Il contoterzismo nel Foggiano
In qualità di presidente dell’Apima foggiana Matteo Tamburrelli è la persona più adatta a descriverci la realtà agromeccanica della zona. «Abbiamo aziende medio-grandi, che gestiscono almeno 500 ettari di terreni. Sono, anche, piuttosto evolute: tutte ormai usano la guida satellitare e molte fanno anche la raccolta dei dati di lavorazione e produzione. Spesso anzi collaboriamo per queste nuove tecnologie: è una strada che abbiamo scelto di seguire fin dal primo momento».

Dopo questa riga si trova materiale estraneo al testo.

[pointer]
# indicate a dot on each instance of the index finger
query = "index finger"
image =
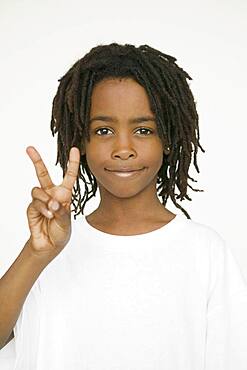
(41, 170)
(72, 170)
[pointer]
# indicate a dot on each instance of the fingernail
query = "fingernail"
(55, 205)
(49, 214)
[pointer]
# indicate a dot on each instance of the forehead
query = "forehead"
(119, 94)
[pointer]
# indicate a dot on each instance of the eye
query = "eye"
(107, 129)
(102, 128)
(145, 129)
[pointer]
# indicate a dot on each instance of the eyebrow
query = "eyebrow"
(113, 119)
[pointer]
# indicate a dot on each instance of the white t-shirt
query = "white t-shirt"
(173, 298)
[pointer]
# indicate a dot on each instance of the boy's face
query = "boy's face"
(116, 142)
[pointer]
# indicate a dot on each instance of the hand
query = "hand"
(51, 227)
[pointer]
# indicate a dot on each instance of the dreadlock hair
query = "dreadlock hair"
(171, 101)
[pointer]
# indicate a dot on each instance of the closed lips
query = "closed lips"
(125, 170)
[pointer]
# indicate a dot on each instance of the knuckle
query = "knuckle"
(72, 173)
(34, 191)
(43, 173)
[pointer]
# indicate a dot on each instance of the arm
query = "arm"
(15, 285)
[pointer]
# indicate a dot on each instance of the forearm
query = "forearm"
(15, 285)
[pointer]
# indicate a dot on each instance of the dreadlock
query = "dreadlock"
(171, 101)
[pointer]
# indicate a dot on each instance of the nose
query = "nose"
(123, 148)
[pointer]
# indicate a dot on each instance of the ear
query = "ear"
(167, 151)
(82, 148)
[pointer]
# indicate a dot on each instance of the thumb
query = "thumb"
(61, 214)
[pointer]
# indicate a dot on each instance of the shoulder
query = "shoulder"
(197, 231)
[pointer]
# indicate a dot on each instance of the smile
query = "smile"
(126, 173)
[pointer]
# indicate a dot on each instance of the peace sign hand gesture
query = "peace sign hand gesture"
(51, 227)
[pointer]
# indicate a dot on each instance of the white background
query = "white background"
(40, 40)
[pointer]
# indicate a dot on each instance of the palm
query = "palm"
(46, 233)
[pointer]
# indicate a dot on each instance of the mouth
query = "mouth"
(125, 173)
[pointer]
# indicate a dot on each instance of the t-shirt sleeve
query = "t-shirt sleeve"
(27, 327)
(226, 339)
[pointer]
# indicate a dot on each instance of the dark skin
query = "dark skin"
(128, 205)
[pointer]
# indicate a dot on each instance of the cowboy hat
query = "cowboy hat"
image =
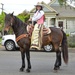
(39, 4)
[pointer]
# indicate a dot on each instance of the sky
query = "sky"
(19, 6)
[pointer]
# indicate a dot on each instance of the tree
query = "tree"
(24, 16)
(2, 15)
(62, 2)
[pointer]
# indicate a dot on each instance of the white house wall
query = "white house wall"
(70, 25)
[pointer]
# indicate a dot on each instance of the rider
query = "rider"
(36, 40)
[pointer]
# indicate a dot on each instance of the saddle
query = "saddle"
(30, 29)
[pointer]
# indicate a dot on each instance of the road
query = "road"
(42, 63)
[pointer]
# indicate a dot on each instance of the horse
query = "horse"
(57, 37)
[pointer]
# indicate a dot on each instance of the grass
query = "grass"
(0, 40)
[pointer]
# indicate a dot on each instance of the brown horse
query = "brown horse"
(57, 37)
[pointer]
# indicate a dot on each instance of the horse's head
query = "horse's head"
(9, 20)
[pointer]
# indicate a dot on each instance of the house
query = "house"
(58, 16)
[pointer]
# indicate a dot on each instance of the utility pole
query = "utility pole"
(2, 7)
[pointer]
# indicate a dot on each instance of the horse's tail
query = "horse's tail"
(64, 47)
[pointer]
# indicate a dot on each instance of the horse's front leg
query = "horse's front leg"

I problemi della categoria, nel racconto del suo presidente, sono quelli soliti, a cominciare dalla concorrenza degli agricoltori. «Si è dato modo ad alcuni di essi, anche con finanziamenti pubblici, di attrezzarsi con mezzi sproporzionati rispetto alle loro esigenze. Mezzi che tuttavia devono essere pagati, per cui questi agricoltori sono in un certo senso costretti a lavorare in conto terzi e per farlo accettano prezzi stracciati. Per questo sostengo che le energie pubbliche dovrebbero essere meglio indirizzate, ferma restando l’esigenza di aiutare l’agricoltura, che per anni è stata in profonda crisi. Ora i prezzi si sono ripresi, ma in ogni caso il settore soffre l’import di merci a basso costo. Non sono favorevole alla chiusura dei mercati, ma vorrei che le etichette riportassero chiaramente e senza trucchi la provenienza degli alimenti, dando ai consumatori la possibilità di scegliere tra un prodotto italiano e uno realizzato con materie prime straniere».